On Friday, he promised to reopen the abortion “debate” and fight “evil” gender ideology. He calls climate-change action “hysteria” and opposes “mass immigration.”
But it’s worth noting that Mr. Bernier’s PPC didn’t win a seat in the 2021 election, when their national support in opinion poll was higher. The strategists around then-leader Erin O’Toole figured the competition on the Conservative Party’s right flank might have cost them four or five seats.
Yet Mr. Poilievre’s Conservatives sure do worry a lot about the little PPC. That’s why Mr. Poilievre travelled to Winkler on Friday, why the Conservative Leader blasted Mr. Bernier at a press conference and in an interview, and why Mr. Bernier seems to get under his skin. Mr. Poilievre’s Conservatives see the PPC as a strategic threat.
While Mr. Bernier competes for votes on the right, Mr. Poilievre gets boxed in on some key issues.
The Conservative Leader says he is pro-immigration, and he knows the next election could turn on the votes of first-generation and second-generation Canadians in Toronto suburbs. But Mr. Bernier attacks him for favouring mass migration, so the Tories dodge specifics about immigration levels.
On abortion, Mr.
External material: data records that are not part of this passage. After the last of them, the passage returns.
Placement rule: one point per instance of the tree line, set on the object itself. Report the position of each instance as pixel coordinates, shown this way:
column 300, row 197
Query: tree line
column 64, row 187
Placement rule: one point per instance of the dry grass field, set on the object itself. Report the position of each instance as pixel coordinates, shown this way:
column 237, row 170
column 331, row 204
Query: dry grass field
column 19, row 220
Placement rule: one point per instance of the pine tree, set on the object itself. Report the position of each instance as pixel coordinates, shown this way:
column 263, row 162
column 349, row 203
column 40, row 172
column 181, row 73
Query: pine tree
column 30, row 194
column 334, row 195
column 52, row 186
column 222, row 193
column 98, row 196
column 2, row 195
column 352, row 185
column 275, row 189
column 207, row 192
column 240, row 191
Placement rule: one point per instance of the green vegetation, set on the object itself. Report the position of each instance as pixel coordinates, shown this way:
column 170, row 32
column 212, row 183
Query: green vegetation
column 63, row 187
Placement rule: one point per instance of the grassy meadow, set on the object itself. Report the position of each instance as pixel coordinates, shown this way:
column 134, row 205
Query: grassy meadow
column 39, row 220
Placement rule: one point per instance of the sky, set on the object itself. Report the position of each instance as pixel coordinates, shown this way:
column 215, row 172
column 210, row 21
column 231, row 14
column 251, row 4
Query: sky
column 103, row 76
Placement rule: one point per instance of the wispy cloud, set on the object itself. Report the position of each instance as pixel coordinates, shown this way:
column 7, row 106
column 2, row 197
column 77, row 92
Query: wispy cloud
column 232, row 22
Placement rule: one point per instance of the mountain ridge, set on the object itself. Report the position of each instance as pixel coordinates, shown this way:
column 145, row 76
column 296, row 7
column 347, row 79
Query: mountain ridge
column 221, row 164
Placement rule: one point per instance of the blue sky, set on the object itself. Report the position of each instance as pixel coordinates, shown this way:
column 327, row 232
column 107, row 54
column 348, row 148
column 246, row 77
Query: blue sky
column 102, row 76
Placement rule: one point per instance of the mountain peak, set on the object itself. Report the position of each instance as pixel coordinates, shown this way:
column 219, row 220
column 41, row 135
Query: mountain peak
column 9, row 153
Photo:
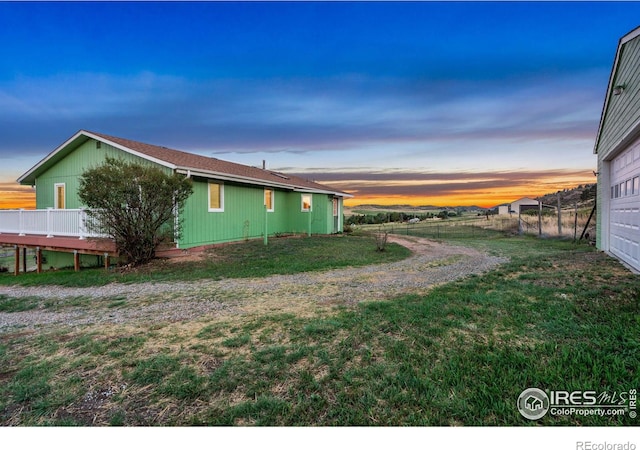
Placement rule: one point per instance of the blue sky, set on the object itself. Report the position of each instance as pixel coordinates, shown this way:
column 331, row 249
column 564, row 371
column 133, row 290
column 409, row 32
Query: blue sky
column 421, row 102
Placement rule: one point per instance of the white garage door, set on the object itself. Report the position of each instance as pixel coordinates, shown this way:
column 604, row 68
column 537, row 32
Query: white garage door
column 624, row 224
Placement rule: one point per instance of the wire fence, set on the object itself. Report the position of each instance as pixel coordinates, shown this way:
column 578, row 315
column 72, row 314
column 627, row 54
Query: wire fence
column 571, row 227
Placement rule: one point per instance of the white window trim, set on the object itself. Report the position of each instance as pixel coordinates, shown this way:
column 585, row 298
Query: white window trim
column 221, row 209
column 273, row 199
column 302, row 196
column 55, row 195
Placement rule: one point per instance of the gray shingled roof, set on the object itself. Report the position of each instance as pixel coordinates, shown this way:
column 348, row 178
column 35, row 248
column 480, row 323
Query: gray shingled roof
column 196, row 164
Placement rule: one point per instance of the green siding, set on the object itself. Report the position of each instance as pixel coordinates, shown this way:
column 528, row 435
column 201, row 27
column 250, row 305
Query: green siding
column 69, row 169
column 244, row 215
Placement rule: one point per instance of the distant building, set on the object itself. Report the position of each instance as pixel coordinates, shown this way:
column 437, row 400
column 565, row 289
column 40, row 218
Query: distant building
column 618, row 148
column 518, row 206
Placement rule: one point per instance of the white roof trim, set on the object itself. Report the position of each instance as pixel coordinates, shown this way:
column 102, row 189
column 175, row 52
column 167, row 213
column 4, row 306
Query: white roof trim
column 130, row 151
column 97, row 138
column 49, row 156
column 184, row 170
column 255, row 181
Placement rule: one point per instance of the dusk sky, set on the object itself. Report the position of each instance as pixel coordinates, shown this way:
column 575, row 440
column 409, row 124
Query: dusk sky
column 438, row 103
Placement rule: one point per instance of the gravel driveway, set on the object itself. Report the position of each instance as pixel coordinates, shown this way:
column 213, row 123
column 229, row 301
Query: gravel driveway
column 303, row 294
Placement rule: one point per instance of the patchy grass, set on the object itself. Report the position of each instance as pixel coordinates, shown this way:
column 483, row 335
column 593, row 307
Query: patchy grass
column 239, row 260
column 557, row 316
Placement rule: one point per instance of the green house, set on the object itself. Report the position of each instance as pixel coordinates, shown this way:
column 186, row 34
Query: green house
column 230, row 202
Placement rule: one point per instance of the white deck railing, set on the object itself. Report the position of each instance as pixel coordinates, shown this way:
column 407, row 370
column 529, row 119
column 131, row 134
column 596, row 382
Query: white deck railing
column 48, row 222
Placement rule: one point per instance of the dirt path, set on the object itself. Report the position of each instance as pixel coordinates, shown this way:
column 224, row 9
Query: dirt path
column 303, row 294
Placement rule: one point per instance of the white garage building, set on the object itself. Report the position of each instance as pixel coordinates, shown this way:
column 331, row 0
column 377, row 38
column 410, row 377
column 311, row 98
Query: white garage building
column 618, row 149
Poilievre has declared himself to be pro-choice. But many of his MPs and active supporters are not, and Mr. Bernier is out to rile them up.
The Conservatives hope that if they can beat Mr. Bernier badly in Portage-Lisgar, voters will take it as a sign that the PPC is not viable. Perhaps it will wither away.
But maybe not. Mr. Bernier runs a culture-war campaign that feeds on alienation and protest, and the once-uncompromising Conservative now tailors his issues to stoke the anger. The tiny PPC can still tap discontent to raise money – not as much as the Conservatives, but the $1.6-million raised in 2022 was roughly the same amount as the Bloc Québécois, which has 32 seats in the House of Commons.
That could be what allows Mr. Bernier to keep going, competing on the Tories’ right, even if he doesn’t meet any of the usual measures of electoral success. But right now, the Conservatives are dreaming of dealing him a mortal blow in Manitoba.